Deuil, sens et attachement
J’ai beaucoup accompagné les hommes et les organisations autour du sens depuis plus de quinze ans. Je crois qu’en réalité le sujet m’accompagne depuis ma naissance.
J’ai perdu mes parents à l’âge de trois ans et sans doute ai-je réussi à construire ma vie autour d’un sens qui me dépassait.
J’ai depuis rencontré de nombreuses épreuves sur mon chemin : certaines m’ont mises à terre, d’autres m’ont à peine bousculées.
Lors de ce dernier réveillon, une épreuve inattendue est venue transformer ce passage en une nouvelle initiation. Elle m’a tellement ébranlée que je suis restée prostrée toute la journée du premier Janvier.
J’étais incapable de prendre de hauteur, juste recroquevillée sur moi-même, en boule, à la manière d’un animal abattu, cherchant en vain un « pour quoi ».
Quel sens allais-je bien pouvoir donner à ce nouveau tsunami qui m’accablait.
Il arrive souvent que lorsque l’on commence une quête de sens, nous cherchions le sens caché d’une épreuve, un sens à sa vie. On cherche alors des indices qui pourraient nous éclairer sur le chemin. Quelle est ma mission, pourquoi suis-je venue ici ? quel est mon rôle ? pourquoi cette épreuve ? pourquoi moi ?

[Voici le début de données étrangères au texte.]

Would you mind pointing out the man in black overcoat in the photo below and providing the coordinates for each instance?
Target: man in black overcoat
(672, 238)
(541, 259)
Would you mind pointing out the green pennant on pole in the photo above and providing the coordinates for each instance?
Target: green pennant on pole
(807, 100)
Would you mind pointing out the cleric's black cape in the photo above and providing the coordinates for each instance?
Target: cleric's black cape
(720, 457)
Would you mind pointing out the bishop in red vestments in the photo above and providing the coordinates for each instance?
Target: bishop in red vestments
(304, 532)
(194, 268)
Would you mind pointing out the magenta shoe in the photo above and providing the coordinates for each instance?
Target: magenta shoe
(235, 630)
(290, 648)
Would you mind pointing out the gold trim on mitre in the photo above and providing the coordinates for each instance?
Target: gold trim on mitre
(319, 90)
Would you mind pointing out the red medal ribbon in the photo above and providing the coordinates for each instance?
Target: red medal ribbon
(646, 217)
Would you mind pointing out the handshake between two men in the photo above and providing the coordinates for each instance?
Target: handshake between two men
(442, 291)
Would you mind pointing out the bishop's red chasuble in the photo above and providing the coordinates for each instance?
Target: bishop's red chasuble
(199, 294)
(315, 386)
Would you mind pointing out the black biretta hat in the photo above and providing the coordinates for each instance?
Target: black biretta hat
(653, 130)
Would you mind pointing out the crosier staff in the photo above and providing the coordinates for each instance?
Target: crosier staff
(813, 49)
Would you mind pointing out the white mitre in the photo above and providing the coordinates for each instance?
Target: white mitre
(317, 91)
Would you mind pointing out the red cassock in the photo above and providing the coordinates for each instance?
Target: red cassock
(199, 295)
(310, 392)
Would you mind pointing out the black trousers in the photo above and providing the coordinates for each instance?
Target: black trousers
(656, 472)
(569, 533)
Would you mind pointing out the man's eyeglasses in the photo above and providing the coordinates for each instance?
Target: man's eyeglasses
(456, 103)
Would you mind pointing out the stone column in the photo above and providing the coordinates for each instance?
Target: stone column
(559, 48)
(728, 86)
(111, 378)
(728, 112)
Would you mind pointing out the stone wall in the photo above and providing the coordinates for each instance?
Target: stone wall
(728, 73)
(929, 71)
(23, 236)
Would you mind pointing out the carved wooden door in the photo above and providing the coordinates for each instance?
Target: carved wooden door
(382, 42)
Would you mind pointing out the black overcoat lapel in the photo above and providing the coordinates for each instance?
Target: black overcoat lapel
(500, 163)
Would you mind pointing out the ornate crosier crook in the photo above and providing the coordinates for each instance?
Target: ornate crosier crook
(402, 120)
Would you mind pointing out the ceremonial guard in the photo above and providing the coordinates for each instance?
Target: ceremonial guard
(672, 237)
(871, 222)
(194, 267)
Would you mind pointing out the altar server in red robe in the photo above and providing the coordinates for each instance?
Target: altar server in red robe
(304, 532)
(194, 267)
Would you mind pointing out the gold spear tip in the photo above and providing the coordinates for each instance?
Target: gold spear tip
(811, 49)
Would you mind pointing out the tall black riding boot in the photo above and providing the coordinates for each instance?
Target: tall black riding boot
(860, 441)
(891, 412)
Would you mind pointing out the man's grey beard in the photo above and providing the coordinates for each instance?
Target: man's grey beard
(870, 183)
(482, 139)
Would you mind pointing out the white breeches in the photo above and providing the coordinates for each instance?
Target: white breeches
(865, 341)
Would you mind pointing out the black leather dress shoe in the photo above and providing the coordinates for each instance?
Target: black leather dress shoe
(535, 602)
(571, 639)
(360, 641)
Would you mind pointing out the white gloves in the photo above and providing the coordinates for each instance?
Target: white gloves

J’ai depuis découvert qu’il ne s’agit pas de chercher un sens à sa vie mais plutôt de lui en donner un.
Ce qui change de façon draconienne la façon d’envisager l’avenir. Nous redevenons ainsi leader de notre vie. Et c’est bien au cœur de cette souveraineté que notre pouvoir sur notre vie réside, quelles qu’en soient les épreuves rencontrées. Bien sûr nous ne choisissons pas tous les évènements qui surviennent, mais notre vraie liberté, notre libre arbitre se trouve précisément dans le sens (signification et direction) que nous décidons de leur donner.
La mort d’un parent peut être un anéantissement et/ou un merveilleux élan donné par cette disparition pour mieux nous permettre de prendre notre pleine expansion, au-delà de l’enfant que nous étions, pour devenir l’homme ou la femme que nous sommes. Une maladie peut être sur notre chemin pour nous faire découvrir notre force et/ou notre compassion face à nous même avant de l’offrir aux autres.
Une rupture affective peut surgir comme un puissant éveil vers l’amour inconditionnel.
Notre chemin de vie est pavé d’enseignements qui parfois ne nous apparaissent en conscience qu’en trébuchant. Il arrive qu’il faille des années pour voir clair dans des schémas dysfonctionnels mis en place par le passé : nos croyances limitantes, nos compensations, nos émotions rackets, nos besoins de sécurité, nos attachements.
D’ailleurs, je me penche depuis bien longtemps sur le sujet des attachements et du détachement. La vie m’en révéla quelques secrets après plusieurs années vécues à l’étranger. J’ai appris la perte de repères, de confort, de lien. Finalement ce qui me fut le moins difficile fut la perte matérielle. J’ai vécu pendant quelques années dans des meublés, sans souvenirs d’avant, avec pour seules affaires personnelles ma valise.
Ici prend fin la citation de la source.